Don't charge for failures: the engineering behind a one-sentence billing promise
"Failures don't bill" fits in a footer. Implementing it correctly across nine providers, two protocols, sync and streaming, sync and async, text and pixels — that is several thousand lines of code and one published refund policy.
Every aggregator that wants to look fair puts "failures don't bill" on its pricing page. The sentence is free. The implementation is not. Once you sit down to actually enforce it across nine upstream vendors, two protocols, sync and streaming endpoints, and four output modalities, the edge cases start arriving faster than the policy can absorb them. This post is the operational map underneath that one sentence — what we count as a failure, what we don't, and where the lines had to be drawn explicitly because the universe did not draw them for us.
The boring 80%: 4xx and 5xx
Most failures are easy. The upstream returns 401, 429, 500, 502, 503, 504. We propagate the status, log the request, and write zero into the credits ledger. The accounting view of these is identical: bytes left our edge, bytes came back, no model produced usable tokens, no charge. About 80% of our failure volume is this boring shape and it never needs a human in the loop.
The tricky middle: 200 OK with an error in the body
Three of our upstream providers will return HTTP 200 with a JSON body whose top-level field is `error`. From an HTTP perspective the request succeeded.
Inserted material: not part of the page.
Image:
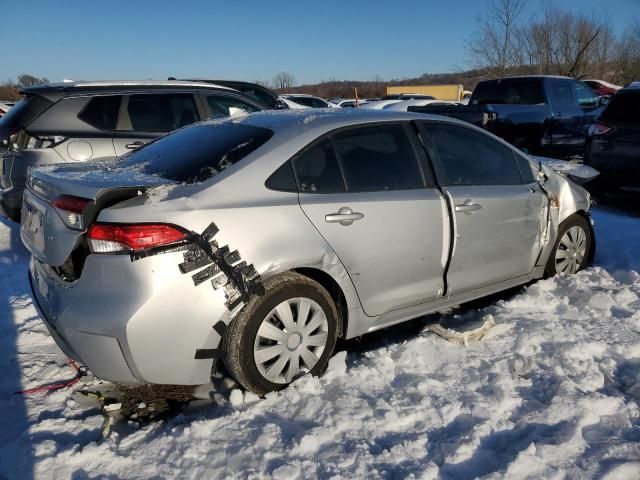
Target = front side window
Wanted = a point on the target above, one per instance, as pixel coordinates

From the user's perspective it didn't — there are no completion tokens, just an apology. Our gateway parses these and rewrites them to the appropriate 4xx or 5xx before they reach the client, then records the request as failed for billing. If we trusted the status code alone, we'd be silently charging users for requests that produced nothing.
The hard part: mid-stream failure
Streaming is where every aggregator's billing promise starts to leak. You're 300 tokens into a 1000-token response. The upstream sends a delta with `"type": "error"` and closes the SSE channel. The client received and rendered 300 tokens. Did the request succeed? We picked the strictest answer we could stand by: a mid-stream abort, regardless of how many tokens the client already rendered, bills nothing. The user got a partial answer they cannot trust the completeness of. We do not charge for that. Yes, this is more expensive than the alternative. It is also the only policy we can repeat back to a customer with a straight face.
Where partial billing is honest: video
Video generation breaks the symmetric pattern. A video job is async, multi-second to multi-minute, and held in a state machine. The vendor charges us per generated second the moment rendering starts on their GPUs — we cannot retroactively unbill them by cancelling a job. So our rate card says it explicitly: video jobs cancelled after the `running` state bill for the seconds already produced. This is the one exception, and it is written down where any customer can find it.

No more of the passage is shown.